The predicted chemical shifts and conformational shifts from the REMD simulation for the ensemble of each peptide were in good agreement with the experimental findings (Supplementary Fig. S4). We used the program SPARTA36 to calculate theoretical chemical shifts from the simulations for the Hα protons. The values shown are the mean values for each residue from 3000 structures collected from 300 ns of simulation data (Supplementary Fig. S4). These are in good agreement with the experimental chemical shift values. We found some deviations for Phe19 from the experimental values and the maximum difference was seen for the peptides p53-pT and p53-pTpS. This could be due to ring-current effects34. We also saw some differences in the hydrogen-bonding pattern and the backbone torsional distributions when the residues are phosphorylated (Supplementary Fig. S5). Interestingly, when Thr18 is phosphorylated (either alone or together with Ser20), the hydrogen bond between Thr18 and Asp21 side-chains that is seen in p53-WT is broken, and yet the two residues still interact but through sodium ions or water molecules (Supplementary Fig. S6).

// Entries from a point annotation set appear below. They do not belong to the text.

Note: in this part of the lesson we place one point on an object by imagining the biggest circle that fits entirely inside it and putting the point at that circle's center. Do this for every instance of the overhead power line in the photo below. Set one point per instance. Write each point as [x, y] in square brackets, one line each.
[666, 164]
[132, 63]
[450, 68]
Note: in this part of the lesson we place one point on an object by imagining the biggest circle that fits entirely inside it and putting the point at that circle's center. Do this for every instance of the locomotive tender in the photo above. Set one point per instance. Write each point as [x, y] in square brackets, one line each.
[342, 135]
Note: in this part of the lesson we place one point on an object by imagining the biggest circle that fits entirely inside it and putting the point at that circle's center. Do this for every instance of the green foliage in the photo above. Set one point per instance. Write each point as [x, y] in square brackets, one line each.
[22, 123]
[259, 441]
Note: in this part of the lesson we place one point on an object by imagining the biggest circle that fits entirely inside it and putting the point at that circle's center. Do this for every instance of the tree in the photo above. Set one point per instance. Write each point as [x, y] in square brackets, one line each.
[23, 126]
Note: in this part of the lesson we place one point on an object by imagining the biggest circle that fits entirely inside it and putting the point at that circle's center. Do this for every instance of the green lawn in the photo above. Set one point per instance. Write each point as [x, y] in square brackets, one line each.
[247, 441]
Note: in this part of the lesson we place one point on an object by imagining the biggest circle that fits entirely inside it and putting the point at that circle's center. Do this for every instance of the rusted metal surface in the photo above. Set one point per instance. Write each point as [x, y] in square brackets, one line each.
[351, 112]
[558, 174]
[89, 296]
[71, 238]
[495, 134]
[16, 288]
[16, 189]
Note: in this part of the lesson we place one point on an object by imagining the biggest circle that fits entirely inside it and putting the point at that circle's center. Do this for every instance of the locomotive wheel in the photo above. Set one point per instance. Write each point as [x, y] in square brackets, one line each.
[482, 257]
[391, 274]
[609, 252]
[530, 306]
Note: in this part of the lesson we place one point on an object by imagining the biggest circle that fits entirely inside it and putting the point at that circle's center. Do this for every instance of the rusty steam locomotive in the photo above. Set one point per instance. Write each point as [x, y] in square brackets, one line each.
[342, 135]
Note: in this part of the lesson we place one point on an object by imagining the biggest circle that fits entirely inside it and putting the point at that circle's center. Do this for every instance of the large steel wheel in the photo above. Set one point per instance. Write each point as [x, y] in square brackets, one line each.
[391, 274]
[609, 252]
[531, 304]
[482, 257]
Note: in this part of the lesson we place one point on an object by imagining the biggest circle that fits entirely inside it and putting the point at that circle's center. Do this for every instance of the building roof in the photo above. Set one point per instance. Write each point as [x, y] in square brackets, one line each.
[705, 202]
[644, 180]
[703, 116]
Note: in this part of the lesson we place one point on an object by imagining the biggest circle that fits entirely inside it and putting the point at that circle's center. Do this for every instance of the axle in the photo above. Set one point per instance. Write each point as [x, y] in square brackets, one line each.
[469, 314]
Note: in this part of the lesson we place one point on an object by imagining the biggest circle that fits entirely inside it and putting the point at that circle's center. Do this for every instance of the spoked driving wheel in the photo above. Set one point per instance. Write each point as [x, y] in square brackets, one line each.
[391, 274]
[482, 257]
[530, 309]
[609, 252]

Kinetics and thermodynamics of the MDM2/p53 interaction

To characterize the binding kinetics and thermodynamics of the wild-type and mutant p53 peptides with MDM2, we used three orthogonal techniques. First, we determined the kinetic rate constants (kon and koff) using stopped-flow fluorescence (similar to the method employed previously by Fersht and co-workers23). Second, for selected peptides we determined the dissociation constant, Kd, using fluorescence titrations. And third, we used ITC to determine the thermodynamic parameters for binding. For both kinetic and equilibrium fluorescence measurements, we used the intrinsic fluorescence of Trp23 in the p53 peptide, which has been shown previously to be a good probe of binding to MDM2 (as MDM2 has no tryptophan residues)23.

The kinetic parameters (Table 2, Fig. 5) show that the association rate constant (kon): (i) increased when Thr18 was mutated to either Asp or Glu; (ii) increased when Ser20 was mutated to either Asp or Glu, and the changes were larger than those in Thr18 mutations; and, (iii) increased in the double phosphomimetics, but the changes depended on whether there was Asp or Glu at position 18. On the other hand, the dissociation rate constant (koff): (i) increased for all the single phosphomimetics or phosphorylated species at Thr18, and the variations were larger than for kon; and (ii) remained the same or decreased slightly for all of the single phosphomimetics and the phosphorylated variant at Ser20. Kd values can be calculated from the ratios of the kinetic rate constants, although these values have large errors due to the long extrapolation required for koff (the y-axis intercept). The smallest Kd values were those of the single phosphomimetics at Ser20 (Table 1). The quadruple mutant did not show any evidence of binding under our conditions; therefore, as there was binding observed for the double phosphomimetic mutant, p53-E18-D20, our results indicate that Lys24 and Leu25 are also important for binding even though they are not directly involved in the interaction with MDM216.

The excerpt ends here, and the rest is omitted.